William & Mary Bill of Rights Journal
Project Prevention: Concept, Operation, Results and Controversies About Paying Drug Abusers to Obtain Long-Term Birth Control
This Article describes the origins and current operation of Project Prevention, a privately-funded program that provides a payment of $300 to substance abusers who obtain long-term birth control. This practice is intended as a means to prevent the conception of babies to mothers who are prone to expose their developing child to toxic levels of alcohol or other drugs during pregnancy, likely to be unable to care for their child once born, and at risk for having their child removed from their custody by the state and placed in foster care or an adoptive home. Children born to such mothers are at a high risk for developmental disadvantages and incur a high cost to society, which all too often has to provide medical or custodial care for them.
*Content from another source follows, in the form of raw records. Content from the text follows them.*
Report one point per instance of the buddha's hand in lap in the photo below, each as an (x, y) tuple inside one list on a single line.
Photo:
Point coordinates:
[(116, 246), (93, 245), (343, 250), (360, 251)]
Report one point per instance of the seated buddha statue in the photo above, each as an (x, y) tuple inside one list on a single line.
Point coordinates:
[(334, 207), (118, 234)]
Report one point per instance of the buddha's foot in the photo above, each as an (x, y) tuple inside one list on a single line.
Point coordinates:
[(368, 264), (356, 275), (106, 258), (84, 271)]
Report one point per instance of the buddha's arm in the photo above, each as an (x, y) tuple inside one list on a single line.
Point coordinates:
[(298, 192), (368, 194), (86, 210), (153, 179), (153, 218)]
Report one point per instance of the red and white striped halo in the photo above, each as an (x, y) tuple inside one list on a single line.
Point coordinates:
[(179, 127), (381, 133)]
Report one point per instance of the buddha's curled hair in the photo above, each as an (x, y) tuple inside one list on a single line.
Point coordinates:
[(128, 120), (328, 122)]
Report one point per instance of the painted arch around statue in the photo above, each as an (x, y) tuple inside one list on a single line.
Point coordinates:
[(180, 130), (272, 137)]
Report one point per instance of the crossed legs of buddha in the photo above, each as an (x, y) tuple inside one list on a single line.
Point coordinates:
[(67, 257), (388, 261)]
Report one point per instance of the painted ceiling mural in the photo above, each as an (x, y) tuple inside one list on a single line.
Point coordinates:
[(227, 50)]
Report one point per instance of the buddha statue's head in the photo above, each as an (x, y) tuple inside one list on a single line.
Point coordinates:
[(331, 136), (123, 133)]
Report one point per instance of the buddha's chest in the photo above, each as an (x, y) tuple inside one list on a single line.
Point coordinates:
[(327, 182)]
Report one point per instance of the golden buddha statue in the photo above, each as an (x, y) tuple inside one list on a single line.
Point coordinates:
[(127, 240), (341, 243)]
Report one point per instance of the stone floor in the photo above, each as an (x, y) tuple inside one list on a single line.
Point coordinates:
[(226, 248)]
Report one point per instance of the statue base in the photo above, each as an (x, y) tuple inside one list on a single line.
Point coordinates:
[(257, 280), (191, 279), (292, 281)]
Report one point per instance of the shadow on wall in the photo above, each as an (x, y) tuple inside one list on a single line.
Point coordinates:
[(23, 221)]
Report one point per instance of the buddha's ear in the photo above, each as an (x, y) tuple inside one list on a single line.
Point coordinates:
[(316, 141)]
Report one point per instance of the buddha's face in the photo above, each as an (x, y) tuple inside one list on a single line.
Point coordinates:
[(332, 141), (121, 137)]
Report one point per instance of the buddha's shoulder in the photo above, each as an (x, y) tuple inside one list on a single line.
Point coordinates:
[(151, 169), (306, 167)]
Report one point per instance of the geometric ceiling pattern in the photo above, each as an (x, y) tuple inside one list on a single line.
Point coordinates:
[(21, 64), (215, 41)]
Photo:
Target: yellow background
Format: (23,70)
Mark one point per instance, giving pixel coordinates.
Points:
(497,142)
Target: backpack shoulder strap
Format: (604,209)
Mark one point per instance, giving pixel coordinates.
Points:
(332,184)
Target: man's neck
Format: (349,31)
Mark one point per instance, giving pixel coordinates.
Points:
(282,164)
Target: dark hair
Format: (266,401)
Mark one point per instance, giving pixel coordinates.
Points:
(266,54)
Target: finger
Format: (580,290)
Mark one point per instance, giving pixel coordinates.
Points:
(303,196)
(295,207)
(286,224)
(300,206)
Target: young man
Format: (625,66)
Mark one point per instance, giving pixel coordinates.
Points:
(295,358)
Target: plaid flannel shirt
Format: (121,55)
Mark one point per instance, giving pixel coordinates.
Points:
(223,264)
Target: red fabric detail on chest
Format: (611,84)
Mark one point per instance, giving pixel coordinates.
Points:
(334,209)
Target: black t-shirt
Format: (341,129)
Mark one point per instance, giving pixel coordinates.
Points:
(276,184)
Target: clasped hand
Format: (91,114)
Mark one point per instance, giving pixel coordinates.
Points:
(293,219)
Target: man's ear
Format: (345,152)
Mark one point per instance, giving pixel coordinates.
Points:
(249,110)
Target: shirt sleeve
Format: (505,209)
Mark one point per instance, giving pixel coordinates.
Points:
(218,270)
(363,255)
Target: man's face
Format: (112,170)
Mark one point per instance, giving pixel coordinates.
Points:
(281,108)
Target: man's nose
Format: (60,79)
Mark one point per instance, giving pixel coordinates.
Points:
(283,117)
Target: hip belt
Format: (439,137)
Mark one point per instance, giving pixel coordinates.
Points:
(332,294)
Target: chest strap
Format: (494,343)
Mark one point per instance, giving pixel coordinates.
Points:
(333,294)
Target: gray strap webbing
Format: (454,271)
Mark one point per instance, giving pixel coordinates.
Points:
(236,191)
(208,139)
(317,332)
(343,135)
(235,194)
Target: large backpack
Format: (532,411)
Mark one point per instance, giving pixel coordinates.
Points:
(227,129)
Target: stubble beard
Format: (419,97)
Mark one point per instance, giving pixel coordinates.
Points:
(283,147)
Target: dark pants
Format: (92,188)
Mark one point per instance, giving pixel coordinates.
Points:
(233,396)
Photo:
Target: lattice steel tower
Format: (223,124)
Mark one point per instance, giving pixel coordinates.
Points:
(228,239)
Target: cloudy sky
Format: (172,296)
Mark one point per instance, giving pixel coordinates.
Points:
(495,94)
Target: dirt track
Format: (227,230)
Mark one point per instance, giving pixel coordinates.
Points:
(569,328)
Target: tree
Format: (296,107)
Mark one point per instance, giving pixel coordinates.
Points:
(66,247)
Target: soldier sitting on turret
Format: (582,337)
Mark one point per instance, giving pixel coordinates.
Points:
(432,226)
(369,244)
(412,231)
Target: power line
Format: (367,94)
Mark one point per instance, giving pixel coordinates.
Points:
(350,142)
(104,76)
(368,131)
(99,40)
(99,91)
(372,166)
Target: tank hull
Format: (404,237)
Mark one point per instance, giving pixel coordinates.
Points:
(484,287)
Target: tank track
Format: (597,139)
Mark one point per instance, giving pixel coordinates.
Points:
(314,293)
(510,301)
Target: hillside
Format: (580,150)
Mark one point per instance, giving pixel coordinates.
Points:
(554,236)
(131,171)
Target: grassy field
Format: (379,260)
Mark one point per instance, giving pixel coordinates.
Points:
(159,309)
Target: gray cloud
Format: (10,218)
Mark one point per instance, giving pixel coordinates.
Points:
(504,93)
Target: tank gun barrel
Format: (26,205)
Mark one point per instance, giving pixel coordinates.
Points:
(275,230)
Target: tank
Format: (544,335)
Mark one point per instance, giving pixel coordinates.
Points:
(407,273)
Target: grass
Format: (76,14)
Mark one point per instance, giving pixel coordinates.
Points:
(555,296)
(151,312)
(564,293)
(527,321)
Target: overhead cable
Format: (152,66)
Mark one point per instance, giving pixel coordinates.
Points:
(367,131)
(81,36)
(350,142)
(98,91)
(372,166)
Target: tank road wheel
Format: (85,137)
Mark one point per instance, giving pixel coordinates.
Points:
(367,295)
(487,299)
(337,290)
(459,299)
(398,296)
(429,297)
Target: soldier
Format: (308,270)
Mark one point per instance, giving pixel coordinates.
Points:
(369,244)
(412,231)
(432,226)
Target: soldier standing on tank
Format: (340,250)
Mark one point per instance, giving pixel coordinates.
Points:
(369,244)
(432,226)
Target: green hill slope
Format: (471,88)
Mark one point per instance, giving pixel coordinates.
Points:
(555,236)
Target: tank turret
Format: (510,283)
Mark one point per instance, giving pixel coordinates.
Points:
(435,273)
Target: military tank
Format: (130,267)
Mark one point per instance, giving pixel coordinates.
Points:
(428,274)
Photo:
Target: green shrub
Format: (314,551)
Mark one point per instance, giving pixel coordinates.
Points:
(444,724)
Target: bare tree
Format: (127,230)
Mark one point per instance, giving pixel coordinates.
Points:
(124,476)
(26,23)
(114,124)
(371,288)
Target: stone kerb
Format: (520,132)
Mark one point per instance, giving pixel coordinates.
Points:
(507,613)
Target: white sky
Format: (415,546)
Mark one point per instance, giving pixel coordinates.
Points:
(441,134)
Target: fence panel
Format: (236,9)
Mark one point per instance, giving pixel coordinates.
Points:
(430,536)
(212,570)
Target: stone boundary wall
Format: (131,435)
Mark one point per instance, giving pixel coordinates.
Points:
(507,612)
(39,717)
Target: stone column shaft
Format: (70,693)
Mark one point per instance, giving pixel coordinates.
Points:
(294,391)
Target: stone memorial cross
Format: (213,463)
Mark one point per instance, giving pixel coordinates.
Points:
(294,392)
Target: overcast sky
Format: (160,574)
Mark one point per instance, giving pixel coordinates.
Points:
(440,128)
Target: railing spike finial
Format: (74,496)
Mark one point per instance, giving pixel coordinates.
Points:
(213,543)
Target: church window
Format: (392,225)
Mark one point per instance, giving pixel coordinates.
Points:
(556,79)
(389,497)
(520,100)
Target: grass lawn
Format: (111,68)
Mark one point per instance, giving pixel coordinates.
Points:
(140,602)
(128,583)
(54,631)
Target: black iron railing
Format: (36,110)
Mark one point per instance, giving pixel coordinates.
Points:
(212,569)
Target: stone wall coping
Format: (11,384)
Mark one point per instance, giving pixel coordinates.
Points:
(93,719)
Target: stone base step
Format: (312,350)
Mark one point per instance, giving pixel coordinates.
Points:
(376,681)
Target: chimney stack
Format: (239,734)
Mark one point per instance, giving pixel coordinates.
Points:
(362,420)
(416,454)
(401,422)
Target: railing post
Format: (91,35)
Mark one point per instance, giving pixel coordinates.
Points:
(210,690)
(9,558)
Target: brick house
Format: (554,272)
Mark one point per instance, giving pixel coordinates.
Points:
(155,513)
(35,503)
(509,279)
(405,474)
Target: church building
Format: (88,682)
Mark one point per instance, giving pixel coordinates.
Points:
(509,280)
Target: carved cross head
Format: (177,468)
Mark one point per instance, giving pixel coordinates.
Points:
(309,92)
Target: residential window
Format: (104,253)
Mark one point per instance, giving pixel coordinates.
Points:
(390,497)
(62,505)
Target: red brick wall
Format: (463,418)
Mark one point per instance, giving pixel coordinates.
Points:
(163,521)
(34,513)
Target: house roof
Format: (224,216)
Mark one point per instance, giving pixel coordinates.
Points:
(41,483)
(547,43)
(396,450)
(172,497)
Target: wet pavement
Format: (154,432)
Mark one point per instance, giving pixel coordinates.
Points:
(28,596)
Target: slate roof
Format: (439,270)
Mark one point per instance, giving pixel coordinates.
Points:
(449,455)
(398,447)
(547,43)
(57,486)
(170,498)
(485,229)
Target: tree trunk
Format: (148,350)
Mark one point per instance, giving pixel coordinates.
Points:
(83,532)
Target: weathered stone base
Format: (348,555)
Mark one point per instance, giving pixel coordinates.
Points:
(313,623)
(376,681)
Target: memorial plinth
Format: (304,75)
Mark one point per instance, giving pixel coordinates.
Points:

Substance-abusing men who enroll in Project Prevention and obtain a verified vasectomy receive a similar payment. Thus far, Project Prevention has enrolled over 5,000 clients and paid out over $1 million in incentives. Some critics of Project Prevention have raised objections to this program; this Article describes and responds to a number of these objections. The Article concludes that this circumscribed program is highly effective and ethical, and provides a needed preventive service. In this manner, it emulates much larger-scale initiatives funded by the federal government, which have paid for the costs of long-term birth control, including sterilization, for indigent people. The federal government has long-provided financial inducements through foreign aid programs for the poor of other countries to obtain long-term birth control, also including sterilization. Therefore, any criticisms of Project Prevention must also be extended to existing, analogous federally funded programs.